June 3rd, 2010: our plan

This year's delegation consists of 10 people: Ralph Allen, architect (Ralph is the designer of the largest pediatric hospital in Asia, the Shanghai Children's Medical Center); Gary Swenson structural engineer specializing in earthquake construction; Sara Saad el-Dein, MPH and designer of our Community Health Worker project; Sara's husband Jon Hall, EMT; Ms. Gao Yu from the Institute of Population Studies, Peking University; Janis Tse Yong-jee, interpreter (her 6th year!); Christie Huang and myself from the Surmang Foundation.

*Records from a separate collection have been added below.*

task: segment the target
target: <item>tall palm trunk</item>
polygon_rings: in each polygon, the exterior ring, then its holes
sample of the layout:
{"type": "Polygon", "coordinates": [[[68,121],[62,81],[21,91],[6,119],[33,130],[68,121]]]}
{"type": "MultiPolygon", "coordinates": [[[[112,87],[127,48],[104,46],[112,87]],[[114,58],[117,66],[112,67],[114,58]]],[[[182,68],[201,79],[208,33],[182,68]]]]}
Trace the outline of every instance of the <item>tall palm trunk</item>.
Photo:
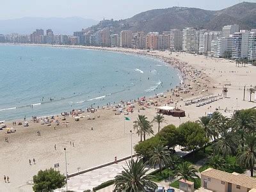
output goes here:
{"type": "MultiPolygon", "coordinates": [[[[253,146],[251,146],[251,152],[253,152],[253,146]]],[[[254,166],[254,165],[253,164],[252,164],[251,165],[251,167],[250,167],[250,171],[251,171],[251,177],[253,177],[253,166],[254,166]]]]}

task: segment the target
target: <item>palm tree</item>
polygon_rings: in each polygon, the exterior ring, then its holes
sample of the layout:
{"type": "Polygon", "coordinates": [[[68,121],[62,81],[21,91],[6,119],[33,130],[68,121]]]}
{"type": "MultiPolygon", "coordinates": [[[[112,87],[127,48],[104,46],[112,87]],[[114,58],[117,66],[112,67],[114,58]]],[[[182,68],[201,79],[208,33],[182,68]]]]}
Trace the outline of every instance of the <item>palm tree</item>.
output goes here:
{"type": "Polygon", "coordinates": [[[244,111],[237,111],[233,115],[232,122],[236,131],[241,136],[243,149],[244,146],[244,132],[249,131],[250,127],[253,126],[255,118],[244,111]]]}
{"type": "Polygon", "coordinates": [[[143,122],[145,121],[145,115],[139,115],[137,120],[133,123],[133,128],[137,130],[137,134],[140,135],[140,141],[142,141],[142,134],[143,133],[143,122]]]}
{"type": "Polygon", "coordinates": [[[253,167],[256,163],[256,134],[248,134],[246,136],[244,148],[237,156],[237,162],[243,168],[250,170],[253,176],[253,167]]]}
{"type": "Polygon", "coordinates": [[[194,180],[195,177],[199,177],[196,174],[198,173],[197,170],[188,161],[180,164],[178,166],[177,172],[177,176],[180,176],[180,179],[183,179],[185,180],[189,179],[194,180]]]}
{"type": "Polygon", "coordinates": [[[154,167],[158,164],[159,166],[160,174],[161,174],[163,164],[166,164],[170,158],[170,152],[164,148],[163,145],[159,145],[154,147],[153,155],[149,159],[149,162],[154,167]]]}
{"type": "Polygon", "coordinates": [[[158,132],[160,132],[160,124],[164,122],[164,116],[160,114],[157,115],[154,117],[152,122],[157,122],[158,124],[158,132]]]}
{"type": "Polygon", "coordinates": [[[211,156],[206,163],[206,164],[216,170],[224,170],[228,164],[226,160],[220,155],[211,156]]]}
{"type": "Polygon", "coordinates": [[[254,88],[250,88],[248,91],[250,92],[250,102],[252,102],[252,94],[255,92],[255,90],[254,88]]]}
{"type": "Polygon", "coordinates": [[[213,144],[214,154],[221,154],[226,158],[227,156],[234,154],[237,147],[236,135],[228,131],[229,124],[223,124],[220,127],[220,138],[213,144]]]}
{"type": "MultiPolygon", "coordinates": [[[[211,121],[211,117],[205,116],[200,117],[199,120],[196,121],[204,128],[205,132],[205,138],[207,140],[213,140],[218,136],[217,132],[214,130],[213,121],[211,121]]],[[[206,144],[206,143],[204,144],[204,152],[205,152],[206,144]]]]}
{"type": "Polygon", "coordinates": [[[115,189],[116,191],[144,191],[145,188],[155,190],[157,186],[150,181],[152,176],[147,175],[146,163],[138,159],[126,163],[128,168],[115,177],[115,189]]]}

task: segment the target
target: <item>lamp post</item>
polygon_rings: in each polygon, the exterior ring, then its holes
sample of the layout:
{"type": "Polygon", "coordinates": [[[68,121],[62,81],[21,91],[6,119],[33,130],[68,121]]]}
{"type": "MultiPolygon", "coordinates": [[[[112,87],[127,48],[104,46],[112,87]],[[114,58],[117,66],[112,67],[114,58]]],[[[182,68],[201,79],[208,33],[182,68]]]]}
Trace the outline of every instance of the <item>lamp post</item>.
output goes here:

Our purpose is to assess the situation at 5 township clinics, with an eye to rebuilding at least 2 based on the Surmang model. This 'community-based medicine,' depending on deep community buy-in through a corps of Community Health Workers and a couple of motivated local primary care providers. Like Surmang, the design of the projects will closely managed, and CHWs and doctors will be highly incentivized in terms of pay and housing perks, not to mention residential training, not only on-site, but also in Beijing. Our two Surmang docs, Phuntsok and Drogha are local heros and have the status of Rinpoches in the region due to their work and kindness. We need to grow that.

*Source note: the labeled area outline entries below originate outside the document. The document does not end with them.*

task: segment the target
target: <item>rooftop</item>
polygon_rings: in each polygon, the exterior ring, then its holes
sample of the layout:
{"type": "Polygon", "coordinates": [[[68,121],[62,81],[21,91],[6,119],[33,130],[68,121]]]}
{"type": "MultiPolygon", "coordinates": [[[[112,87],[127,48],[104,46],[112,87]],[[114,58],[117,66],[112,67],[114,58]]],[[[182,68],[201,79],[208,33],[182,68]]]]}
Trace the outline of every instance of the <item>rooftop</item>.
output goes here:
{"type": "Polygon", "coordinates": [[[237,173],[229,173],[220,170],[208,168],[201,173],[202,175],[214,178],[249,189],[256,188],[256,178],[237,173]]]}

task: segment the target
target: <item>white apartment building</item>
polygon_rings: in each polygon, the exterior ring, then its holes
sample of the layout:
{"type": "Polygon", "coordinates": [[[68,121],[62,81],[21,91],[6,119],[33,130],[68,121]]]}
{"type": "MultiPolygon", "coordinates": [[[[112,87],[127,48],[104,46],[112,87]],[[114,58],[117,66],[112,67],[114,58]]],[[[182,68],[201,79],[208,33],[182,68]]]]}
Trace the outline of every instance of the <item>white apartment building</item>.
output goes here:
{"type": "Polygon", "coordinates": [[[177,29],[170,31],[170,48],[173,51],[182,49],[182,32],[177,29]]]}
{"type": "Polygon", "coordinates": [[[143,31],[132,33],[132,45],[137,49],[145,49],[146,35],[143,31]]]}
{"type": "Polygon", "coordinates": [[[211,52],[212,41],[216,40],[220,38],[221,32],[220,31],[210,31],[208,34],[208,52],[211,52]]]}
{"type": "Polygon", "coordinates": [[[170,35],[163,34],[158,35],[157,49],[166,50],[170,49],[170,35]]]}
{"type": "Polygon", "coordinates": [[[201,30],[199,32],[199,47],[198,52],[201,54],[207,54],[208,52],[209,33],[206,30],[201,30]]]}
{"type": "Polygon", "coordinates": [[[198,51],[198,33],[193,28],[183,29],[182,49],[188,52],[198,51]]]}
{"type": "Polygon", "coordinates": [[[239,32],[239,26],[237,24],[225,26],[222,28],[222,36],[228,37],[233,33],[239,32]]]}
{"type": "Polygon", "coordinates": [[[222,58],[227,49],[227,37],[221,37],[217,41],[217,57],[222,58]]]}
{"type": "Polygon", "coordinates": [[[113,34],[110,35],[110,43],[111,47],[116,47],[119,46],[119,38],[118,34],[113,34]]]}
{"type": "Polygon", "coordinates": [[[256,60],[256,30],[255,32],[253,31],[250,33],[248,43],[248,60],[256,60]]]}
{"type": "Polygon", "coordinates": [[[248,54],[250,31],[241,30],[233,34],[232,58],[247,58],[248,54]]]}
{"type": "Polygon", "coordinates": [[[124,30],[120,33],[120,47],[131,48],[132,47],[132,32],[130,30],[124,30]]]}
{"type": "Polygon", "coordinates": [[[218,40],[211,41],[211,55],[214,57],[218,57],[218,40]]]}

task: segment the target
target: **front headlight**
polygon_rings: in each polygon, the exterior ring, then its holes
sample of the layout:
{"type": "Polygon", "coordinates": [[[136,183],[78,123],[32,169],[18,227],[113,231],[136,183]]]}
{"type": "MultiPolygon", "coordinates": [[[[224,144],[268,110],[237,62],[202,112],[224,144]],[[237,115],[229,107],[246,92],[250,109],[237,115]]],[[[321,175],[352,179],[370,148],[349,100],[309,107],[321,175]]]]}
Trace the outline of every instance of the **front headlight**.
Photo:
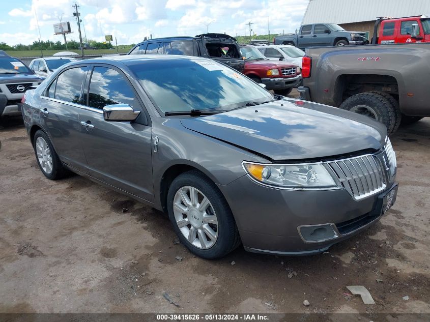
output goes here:
{"type": "Polygon", "coordinates": [[[254,179],[277,187],[335,187],[334,180],[322,164],[259,164],[243,162],[254,179]]]}
{"type": "Polygon", "coordinates": [[[277,69],[269,69],[267,71],[267,76],[276,76],[279,74],[279,71],[277,69]]]}

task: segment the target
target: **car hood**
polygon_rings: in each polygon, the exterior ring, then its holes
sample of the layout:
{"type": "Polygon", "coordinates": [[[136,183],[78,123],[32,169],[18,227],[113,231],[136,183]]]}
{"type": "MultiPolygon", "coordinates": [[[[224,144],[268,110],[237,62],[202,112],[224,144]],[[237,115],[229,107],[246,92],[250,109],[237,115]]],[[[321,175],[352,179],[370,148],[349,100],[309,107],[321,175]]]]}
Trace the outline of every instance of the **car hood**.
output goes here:
{"type": "Polygon", "coordinates": [[[377,150],[386,136],[383,125],[366,116],[290,99],[181,122],[189,130],[278,161],[377,150]]]}
{"type": "Polygon", "coordinates": [[[254,66],[262,66],[269,69],[297,67],[296,64],[292,63],[281,62],[280,61],[279,62],[273,61],[247,61],[245,62],[245,65],[248,68],[252,68],[254,66]]]}
{"type": "Polygon", "coordinates": [[[42,81],[45,78],[34,74],[0,74],[0,83],[42,81]]]}

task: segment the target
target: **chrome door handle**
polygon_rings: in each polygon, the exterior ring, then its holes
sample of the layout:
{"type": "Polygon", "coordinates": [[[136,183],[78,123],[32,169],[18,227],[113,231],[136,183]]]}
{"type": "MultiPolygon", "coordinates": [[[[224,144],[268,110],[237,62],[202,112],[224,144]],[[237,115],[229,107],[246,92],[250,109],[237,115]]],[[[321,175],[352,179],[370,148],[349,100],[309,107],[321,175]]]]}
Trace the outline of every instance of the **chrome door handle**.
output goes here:
{"type": "Polygon", "coordinates": [[[81,122],[80,125],[87,128],[87,129],[92,129],[94,128],[94,125],[93,125],[92,124],[90,124],[90,123],[87,123],[87,122],[83,121],[81,122]]]}

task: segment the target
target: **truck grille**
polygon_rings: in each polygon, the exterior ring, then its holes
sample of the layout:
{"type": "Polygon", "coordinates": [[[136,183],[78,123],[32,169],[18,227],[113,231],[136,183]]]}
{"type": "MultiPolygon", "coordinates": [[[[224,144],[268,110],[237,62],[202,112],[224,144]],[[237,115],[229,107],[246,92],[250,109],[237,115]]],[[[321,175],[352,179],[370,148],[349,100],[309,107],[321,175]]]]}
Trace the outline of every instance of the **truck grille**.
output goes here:
{"type": "Polygon", "coordinates": [[[13,94],[16,94],[20,93],[24,93],[27,90],[30,90],[30,87],[33,86],[33,83],[22,83],[22,84],[7,84],[6,86],[8,89],[13,94]],[[24,87],[23,91],[20,91],[17,87],[20,86],[24,87]]]}
{"type": "Polygon", "coordinates": [[[296,67],[289,67],[288,68],[281,68],[282,76],[294,76],[297,72],[296,67]]]}
{"type": "Polygon", "coordinates": [[[376,193],[385,188],[384,169],[373,155],[327,162],[342,186],[356,200],[376,193]]]}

There will also be Surmang-like IT components consisting of satellite dishes, meds inventory management and distance referral and consultation.

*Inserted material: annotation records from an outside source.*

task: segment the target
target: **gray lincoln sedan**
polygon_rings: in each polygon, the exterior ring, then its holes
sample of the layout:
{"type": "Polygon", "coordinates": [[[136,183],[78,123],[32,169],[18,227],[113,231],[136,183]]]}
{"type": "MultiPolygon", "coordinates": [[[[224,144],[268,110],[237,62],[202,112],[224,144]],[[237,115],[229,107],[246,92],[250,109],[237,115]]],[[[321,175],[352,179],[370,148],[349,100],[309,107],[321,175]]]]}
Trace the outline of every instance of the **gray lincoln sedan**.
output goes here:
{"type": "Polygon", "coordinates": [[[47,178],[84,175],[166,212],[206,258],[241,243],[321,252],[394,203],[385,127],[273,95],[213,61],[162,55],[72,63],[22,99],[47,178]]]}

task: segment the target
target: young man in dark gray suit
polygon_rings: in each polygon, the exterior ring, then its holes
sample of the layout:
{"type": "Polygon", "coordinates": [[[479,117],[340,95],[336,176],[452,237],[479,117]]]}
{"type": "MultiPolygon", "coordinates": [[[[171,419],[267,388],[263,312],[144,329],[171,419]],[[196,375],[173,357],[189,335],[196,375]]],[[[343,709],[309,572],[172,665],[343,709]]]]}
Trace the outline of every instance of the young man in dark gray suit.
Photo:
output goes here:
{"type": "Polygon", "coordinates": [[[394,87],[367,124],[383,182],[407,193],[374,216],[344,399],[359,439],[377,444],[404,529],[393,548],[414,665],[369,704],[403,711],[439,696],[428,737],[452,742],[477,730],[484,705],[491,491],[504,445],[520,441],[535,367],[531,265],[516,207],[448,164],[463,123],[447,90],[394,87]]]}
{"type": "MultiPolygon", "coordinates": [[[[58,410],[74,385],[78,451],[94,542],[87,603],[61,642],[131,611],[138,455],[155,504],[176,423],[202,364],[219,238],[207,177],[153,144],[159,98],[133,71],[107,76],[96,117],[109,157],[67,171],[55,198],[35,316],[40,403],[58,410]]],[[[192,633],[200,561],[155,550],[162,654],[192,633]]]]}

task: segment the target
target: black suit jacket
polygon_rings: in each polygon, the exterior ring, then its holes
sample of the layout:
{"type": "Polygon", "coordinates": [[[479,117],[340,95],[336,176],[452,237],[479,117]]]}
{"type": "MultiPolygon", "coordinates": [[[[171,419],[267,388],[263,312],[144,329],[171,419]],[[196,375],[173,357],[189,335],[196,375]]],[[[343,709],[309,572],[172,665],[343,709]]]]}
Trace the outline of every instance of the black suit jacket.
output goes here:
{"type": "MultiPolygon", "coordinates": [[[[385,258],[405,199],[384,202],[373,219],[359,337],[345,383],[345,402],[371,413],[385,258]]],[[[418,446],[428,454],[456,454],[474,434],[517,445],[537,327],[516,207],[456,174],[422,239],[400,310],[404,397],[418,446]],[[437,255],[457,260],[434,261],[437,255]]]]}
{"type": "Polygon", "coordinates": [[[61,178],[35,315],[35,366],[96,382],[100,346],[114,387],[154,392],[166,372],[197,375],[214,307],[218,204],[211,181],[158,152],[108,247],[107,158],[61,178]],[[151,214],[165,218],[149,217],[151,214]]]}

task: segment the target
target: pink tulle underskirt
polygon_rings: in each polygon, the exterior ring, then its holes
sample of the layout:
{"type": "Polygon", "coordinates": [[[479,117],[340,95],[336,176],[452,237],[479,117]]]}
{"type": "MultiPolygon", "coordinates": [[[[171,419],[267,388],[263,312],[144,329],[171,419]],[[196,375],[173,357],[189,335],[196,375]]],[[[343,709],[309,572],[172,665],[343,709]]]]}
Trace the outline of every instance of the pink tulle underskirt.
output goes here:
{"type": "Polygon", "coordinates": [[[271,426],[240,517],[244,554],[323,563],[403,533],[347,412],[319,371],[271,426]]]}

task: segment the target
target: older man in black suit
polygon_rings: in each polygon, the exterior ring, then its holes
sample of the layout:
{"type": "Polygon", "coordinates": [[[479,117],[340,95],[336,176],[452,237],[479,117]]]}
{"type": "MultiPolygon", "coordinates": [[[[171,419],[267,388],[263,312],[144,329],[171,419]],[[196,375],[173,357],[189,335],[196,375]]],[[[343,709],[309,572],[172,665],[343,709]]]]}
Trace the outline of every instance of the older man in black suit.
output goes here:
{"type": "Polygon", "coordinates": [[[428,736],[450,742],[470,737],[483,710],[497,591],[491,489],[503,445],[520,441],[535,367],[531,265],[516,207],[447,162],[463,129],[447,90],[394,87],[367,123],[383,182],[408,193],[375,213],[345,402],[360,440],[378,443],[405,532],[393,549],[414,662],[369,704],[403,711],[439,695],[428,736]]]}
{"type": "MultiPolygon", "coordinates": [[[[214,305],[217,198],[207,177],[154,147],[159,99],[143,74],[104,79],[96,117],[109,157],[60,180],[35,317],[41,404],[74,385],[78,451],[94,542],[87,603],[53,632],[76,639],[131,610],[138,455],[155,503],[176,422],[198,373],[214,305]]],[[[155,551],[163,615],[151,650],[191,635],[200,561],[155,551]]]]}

The latter is being developed in partnership with Chindex/United Family Healthcare. UFH operates the first and largest of the international-standards hospitals in China. The idea is to be able to send digital images of X-rays, wounds, or ultra-sound, to a dedicated computer terminal at UFH in Beijing. There specialists --radiologists for example-- could help diagnose and advise these rural doctors.

The choice of which clinics to rebuild depends on how closely they follow the qualities of the Surmang Clinic: in a geographical and cultural center. One of the things we will probably ignore is "the catchment size," meaning how many people are served by the clinic. What we learned with Surmang is basically following Lama Kevin Costner's proclamation in "Field of Dreams": "build a field and they will come." The Surmang clinic went from a summertime drop-in clinic to a local institution that attracts patients from within a 200 km. radius, attracting over 10,000 patients a year.

(By contrast the government township clinic sees 500 hundred patients a year with a staff of 9).

When we told the head of the Yushu Public Health Bureau that we wanted to rebuild 5 clinics, he said, "Why 5? if you rebuild one run like your Surmang Clinic, all you need is to rebuild one."